Congress has been investigating the NSA's acquisition practices, and the director of national intelligence has been reviewing the agency's ability to manage large programs, current and former intelligence officials said.
As he asks for more money, Alexander is creating a panel of senior managers inside the agency to more closely monitor spending and the performance of its programs, according to a Jan. 2 memo obtained by The Sun.
The panel will permit expenditures only after ensuring that the spending is in line with Alexander's overall agency strategy. It will also review and approve budget requests, according to his memo.
The need for the NSA to avert a looming electricity shortage, which The Sun reported last year, is also putting pressure on the agency's budget. The problem has been known since the late 1990s, but the agency has only focused on it recently as the shortage became imminent.

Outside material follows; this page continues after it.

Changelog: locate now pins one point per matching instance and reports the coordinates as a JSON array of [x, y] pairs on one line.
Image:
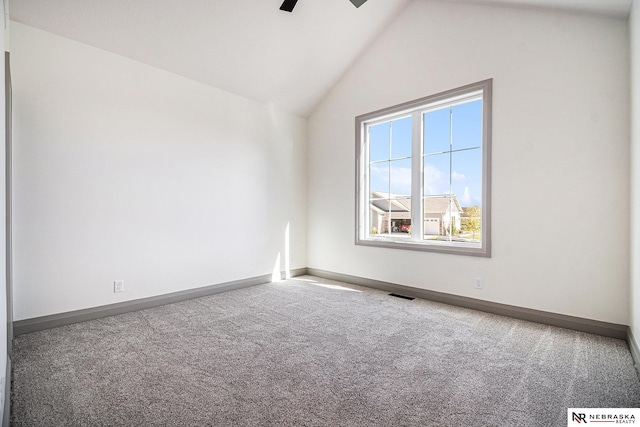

The NSA has assembled an "issue management team" to focus on it, the former senior NSA official said. Such groups are usually assembled for NSA spy operations.
Three main factors are contributing to the expected power shortage: insufficient power available from Baltimore Gas & Electric Co., lack of capacity at substations serving the NSA, and infrastructure in agency buildings that cannot handle the growing demand for electricity.
"They have rising concerns," the former senior NSA official said, noting that the agency has purchased a number of Cray supercomputers and other hardware. "The question is, will they ever be able to plug in those Crays?"
The NSA now uses 65 to 75 megawatt-hours of electricity, and its needs are projected to increase by 10 to 15 megawatt-hours by the end of this fiscal year, with increases of 5 megawatt-hours more each year thereafter, the senior intelligence official said.
The agency has decided not to plug in some high-end equipment and is cycling other critical equipment on and off to avoid overloading the electrical supply. Building temperatures are being lowered to save electricity.
The NSA is also looking at how it can generate more of its own power and plans to relocate some equipment to other parts of the country, where agency demand for electricity can be better managed, current and former intelligence officials said.